The credit score is calculated in five major categories.

  1. Payment history counts for 35% of the total score, late payment will harm the track. tax liens and Bankruptcy also influence a credit score.
  2. The second category is the credit-to-debt ratio, which accounts for 30% of the total score.
  3. Credit history is the third category which accounts for 15%
  4. The fourth category is about the new credit a person demands frequently. It has a negative effect on credit score specially when lenders refuse to grant a loan. It counts for 10% of the total score.
  5. Last counts for 10% which is new credit.

Where to check credit score?

Credit scores are checked in various ways.

  1. Visit a scoring website. There are various websites which offer free credit score. The customer needs to sign up with attention. Some sites give a free educational score to the customer.
  2. Checking with lenders. Many companies offer free credit scores that one can check by logging into the account.
  3. One can also check the credit score by visiting a nonprofit credit counselor.

The company that keeps the record of credit is called a credit agency or credit bureau. In many states these credit bureau allows the customer to check their official score for free once per year. The three major credit agencies are Equifax, TransUnion, and Experian. These agencies use FICO or Beacon scoring system. It is important to check credit scores from these agencies specifically because that is going to be the most accurate representation of what the credit actually is. But these bureaus offer for free once per year and it is important to keep track of credit on a regular basis. Some other companies keep track of credit score and send them monthly to the customer. Borrowell and credit karma are the companies that send the monthly records and quarterly updates to the customer which is extremely important.

Why to check credit score?

A credit score is not just a number; it is a report of all the credits that have been taken out in one’s name.  So this is also the way to check for fraud. Sometimes a mistake is made by reporting agencies.  The person pays every bill on time and the report says that the debts have not been paid on time then that could be a big dent in the credit score. A person easily suffers mistakes like this if he does not check his credit regularly. It could be months or years until someone knows this and by then it would have disastrous consequences.

Good and bad credit score.

Every creditor has its own range of credit scores. FICO range is used most often. This is

  • 800 to 850 is considered Excellent. This explains to lenders that the customer is an exceptional borrower
  • 740 to 799 is considered Very Good. This explains to lenders that the customer is a dependable borrower
  • 670 to 739 is considered Good to lenders
  • 580 to 669. Many lenders still consider it fair and are ready to approve a loan to customers with this score.
  • 300 to 579 is considered Poor. This explains to lenders that the customer is a risky borrower.

If a person is thinking of getting a loan then this is a really important 3 digit figure to keep track of.
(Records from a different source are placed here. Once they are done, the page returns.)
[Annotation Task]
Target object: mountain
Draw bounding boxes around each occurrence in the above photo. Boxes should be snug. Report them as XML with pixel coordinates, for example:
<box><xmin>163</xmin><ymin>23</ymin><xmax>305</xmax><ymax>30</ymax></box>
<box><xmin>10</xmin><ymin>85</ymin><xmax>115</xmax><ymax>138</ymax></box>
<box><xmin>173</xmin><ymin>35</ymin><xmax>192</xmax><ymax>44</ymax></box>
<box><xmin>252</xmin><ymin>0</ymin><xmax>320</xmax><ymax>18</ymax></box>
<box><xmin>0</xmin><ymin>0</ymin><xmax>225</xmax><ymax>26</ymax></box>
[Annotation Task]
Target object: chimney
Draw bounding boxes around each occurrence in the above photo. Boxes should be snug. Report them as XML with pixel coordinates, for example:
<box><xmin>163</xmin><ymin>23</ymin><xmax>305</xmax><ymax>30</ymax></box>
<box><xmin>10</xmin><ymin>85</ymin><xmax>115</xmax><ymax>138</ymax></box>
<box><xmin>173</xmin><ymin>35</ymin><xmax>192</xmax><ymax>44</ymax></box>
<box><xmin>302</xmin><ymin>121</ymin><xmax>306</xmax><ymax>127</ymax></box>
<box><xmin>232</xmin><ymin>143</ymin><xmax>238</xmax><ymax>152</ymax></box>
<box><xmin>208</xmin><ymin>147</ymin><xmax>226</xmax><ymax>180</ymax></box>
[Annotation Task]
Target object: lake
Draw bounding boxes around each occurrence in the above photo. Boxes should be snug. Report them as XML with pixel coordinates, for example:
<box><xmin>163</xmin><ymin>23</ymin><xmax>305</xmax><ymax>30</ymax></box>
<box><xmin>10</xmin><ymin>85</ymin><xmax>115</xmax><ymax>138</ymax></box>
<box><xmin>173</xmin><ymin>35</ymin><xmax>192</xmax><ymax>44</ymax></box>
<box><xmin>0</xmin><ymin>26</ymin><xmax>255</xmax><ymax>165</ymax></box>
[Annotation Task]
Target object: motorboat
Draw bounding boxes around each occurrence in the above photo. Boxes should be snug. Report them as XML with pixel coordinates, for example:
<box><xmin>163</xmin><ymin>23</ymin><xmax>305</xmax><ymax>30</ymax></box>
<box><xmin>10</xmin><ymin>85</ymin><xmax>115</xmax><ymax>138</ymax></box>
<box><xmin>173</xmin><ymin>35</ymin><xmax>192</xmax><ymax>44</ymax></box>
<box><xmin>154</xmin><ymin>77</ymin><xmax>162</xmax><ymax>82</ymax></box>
A person with a good credit score such as more than 700 can get a higher borrowing amount with a lower interest rate. Lending institutions charge interest on the borrowers having a credit score of less than 650.
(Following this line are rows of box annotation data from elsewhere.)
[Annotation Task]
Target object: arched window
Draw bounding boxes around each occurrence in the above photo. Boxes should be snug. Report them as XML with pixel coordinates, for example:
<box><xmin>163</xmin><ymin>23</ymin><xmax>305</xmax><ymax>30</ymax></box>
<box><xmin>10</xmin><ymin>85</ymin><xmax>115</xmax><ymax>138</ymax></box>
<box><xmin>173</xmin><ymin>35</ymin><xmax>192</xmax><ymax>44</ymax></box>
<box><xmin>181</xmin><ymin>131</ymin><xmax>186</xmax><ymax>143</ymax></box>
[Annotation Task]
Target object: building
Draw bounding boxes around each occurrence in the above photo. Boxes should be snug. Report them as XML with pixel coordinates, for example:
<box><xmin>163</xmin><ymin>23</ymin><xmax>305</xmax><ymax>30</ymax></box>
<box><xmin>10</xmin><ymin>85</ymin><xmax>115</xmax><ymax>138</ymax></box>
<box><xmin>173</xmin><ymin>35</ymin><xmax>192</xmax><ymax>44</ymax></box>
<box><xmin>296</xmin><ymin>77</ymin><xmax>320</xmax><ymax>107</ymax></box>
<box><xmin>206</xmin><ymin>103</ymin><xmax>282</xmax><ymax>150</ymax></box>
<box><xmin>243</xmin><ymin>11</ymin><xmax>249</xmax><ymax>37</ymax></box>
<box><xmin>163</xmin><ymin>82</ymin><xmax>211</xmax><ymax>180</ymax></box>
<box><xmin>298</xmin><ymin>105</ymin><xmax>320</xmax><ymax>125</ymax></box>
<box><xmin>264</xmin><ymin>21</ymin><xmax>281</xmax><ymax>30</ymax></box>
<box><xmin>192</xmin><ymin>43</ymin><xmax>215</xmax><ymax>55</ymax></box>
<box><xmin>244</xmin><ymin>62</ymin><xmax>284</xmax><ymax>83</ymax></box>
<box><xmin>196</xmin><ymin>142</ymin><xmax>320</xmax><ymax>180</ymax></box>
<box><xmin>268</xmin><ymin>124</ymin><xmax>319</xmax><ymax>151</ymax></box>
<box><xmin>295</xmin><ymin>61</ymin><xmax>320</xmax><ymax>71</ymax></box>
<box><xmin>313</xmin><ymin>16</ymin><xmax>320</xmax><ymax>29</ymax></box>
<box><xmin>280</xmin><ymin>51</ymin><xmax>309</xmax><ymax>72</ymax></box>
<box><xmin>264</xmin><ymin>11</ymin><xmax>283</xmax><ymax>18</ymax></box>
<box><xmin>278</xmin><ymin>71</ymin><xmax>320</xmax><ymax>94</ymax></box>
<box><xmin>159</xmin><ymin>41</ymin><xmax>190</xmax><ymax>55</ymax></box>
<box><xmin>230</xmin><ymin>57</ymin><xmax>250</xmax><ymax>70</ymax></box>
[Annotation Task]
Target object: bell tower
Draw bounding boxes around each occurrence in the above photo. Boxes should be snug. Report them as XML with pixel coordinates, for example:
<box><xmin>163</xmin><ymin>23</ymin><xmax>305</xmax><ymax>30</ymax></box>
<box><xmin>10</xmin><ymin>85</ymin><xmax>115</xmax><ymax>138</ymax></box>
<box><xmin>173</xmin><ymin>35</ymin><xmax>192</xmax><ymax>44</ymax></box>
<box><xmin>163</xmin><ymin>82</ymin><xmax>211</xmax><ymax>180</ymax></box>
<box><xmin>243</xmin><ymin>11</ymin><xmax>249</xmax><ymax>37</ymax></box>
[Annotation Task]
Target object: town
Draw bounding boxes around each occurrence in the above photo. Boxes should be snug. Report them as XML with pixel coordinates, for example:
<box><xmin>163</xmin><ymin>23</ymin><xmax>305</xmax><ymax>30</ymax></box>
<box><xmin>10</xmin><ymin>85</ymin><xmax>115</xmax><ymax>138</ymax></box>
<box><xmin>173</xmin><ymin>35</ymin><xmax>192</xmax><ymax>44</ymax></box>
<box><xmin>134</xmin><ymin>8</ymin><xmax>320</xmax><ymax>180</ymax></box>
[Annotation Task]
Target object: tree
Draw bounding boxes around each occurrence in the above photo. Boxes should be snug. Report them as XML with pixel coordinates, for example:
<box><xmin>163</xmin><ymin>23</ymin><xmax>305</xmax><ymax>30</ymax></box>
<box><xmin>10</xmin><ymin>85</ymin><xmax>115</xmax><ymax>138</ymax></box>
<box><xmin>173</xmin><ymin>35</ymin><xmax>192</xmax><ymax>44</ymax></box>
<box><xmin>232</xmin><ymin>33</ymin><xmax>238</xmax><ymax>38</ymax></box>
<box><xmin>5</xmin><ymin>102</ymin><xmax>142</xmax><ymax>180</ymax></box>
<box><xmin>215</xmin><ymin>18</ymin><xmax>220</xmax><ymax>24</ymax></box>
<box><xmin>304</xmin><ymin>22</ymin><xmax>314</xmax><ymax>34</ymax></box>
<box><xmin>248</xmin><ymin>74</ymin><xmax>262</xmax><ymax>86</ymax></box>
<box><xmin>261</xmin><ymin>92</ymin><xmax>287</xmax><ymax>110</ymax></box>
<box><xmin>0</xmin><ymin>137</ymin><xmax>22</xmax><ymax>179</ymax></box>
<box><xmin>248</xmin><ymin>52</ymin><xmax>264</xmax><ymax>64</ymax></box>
Ways to improve credit score.

Credit score may rise or fall once the information is updated in the customer’s record. Through the following steps, one can improve his credit score.

  • Payment of bills on time: paying bills on time for six months imparts a noticeable change in the credit score.
  • If someone owns any credit card account, he must inquire for a credit increase. If the account is in a good reputation, then an increased credit limit should be granted to the customer.
  • If someone is not using a credit card, then it is better for him to stop using it than closing the account. This act may effect credit score, all depends upon credit limit and age of card.
  • Communication with the credit repair companies helps the person when he does not have time to improve credit score. These companies negotiate on a person behalf with creditors and credit bureaus.